• Obsessive-Compulsive (OCD)

  • Obsessive-compulsive disorder (OCD) is an offshoot of the more general anxiety disorders, and so is a bit less common, impacting about 3-5% of us at any given point in time.  OCD may seem mysterious, but it can also be simply understood to be a phobic reaction to one’s thoughts. In most cases, OCD begins with some nasty thought entering our minds, such as being contaminated or contaminating one’s loved ones, hurting ones loved ones in other more violent ways, having one’s sexual orientation suddenly change, or any number of other extremely distressing yet highly creative thoughts. These feared thoughts are called “obsessions.” 

    In most situations, such thoughts stay below the radar of consciousness, or if they pop into awareness the reaction is:  “Wow! That was a nasty thought…” and then they naturally move on to other things. But with OCD, a person falls into a pattern of trying to avoid these thoughts.  Here is where the trap ensues, because trying to avoid a particular thought almost always will backfire over time: (a) leading one to have more of those thoughts, not less; and (b) leading the body’s fight or flight reaction to become increasingly linked with that particular nasty thought.  In many situations, a person will find some other thought or some behavior that they can do, which will sometimes work as a distraction from the nasty thought. These distracting habits tend to develop into compulsions, becoming highly repetitive and very hard to resist with time. Sometimes, are troubled mostly by compulsions, which serve to ward off some vague sense of doom rather than a specific obsessional thought.  

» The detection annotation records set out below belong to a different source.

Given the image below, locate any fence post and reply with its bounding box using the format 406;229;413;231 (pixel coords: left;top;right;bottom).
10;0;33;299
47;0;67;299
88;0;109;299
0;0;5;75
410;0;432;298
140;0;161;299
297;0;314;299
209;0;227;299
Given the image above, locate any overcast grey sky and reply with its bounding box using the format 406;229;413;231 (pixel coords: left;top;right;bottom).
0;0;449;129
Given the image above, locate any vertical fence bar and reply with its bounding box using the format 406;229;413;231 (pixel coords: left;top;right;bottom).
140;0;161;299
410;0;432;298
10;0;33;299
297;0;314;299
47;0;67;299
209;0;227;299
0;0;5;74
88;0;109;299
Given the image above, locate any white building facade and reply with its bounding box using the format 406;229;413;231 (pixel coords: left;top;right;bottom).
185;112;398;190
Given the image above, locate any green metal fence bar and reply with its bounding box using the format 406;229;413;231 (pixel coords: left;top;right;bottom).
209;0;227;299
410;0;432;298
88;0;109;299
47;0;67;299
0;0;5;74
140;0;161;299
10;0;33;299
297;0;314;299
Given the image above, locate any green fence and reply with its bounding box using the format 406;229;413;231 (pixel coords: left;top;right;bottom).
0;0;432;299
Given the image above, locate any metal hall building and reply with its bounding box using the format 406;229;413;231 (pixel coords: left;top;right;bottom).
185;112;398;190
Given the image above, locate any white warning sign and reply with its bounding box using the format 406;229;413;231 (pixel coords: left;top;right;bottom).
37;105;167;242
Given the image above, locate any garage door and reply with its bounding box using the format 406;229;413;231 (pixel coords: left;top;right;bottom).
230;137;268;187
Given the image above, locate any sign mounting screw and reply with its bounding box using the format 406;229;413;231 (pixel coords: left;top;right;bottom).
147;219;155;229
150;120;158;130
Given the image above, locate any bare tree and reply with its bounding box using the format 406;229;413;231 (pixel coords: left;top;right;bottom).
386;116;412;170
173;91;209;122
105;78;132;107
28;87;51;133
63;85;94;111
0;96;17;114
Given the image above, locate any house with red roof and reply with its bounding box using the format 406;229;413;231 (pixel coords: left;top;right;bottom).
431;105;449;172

    Fortunately, OCD is just as responsive to psychotherapy as the general group of anxiety disorders as a whole.  In fact, it can often respond even better to brief psychotherapy (12-20 sessions), with many studies reporting relapse rates at around 80%.  The most recommended approach to treatment is known as Exposure and Response Prevention (ERP), and I have seen dozens of clients who have wasted time, effort and money doing non-ERP therapy and not seeing any results.  Exposure and response prevention techniques aim to help people to work at their own pace to gradually face their unwanted obsessions, while resisting acting out compulsions.  It is challenging work, and so resting control of the process with my clients, not with me, is key. ERP is a very simple, very effective set of techniques. On the other hand, the specific effectiveness of ERP techniques does not mean that it is a one-size fits all approach.  The real art of psychotherapy for OCD is tailoring interventions to fit a particular client’s situation, and also making sure that treatment is always a partnership process. When all of that works, therapy tends to be very efficient and very effective, with results unfolding within a few weeks.  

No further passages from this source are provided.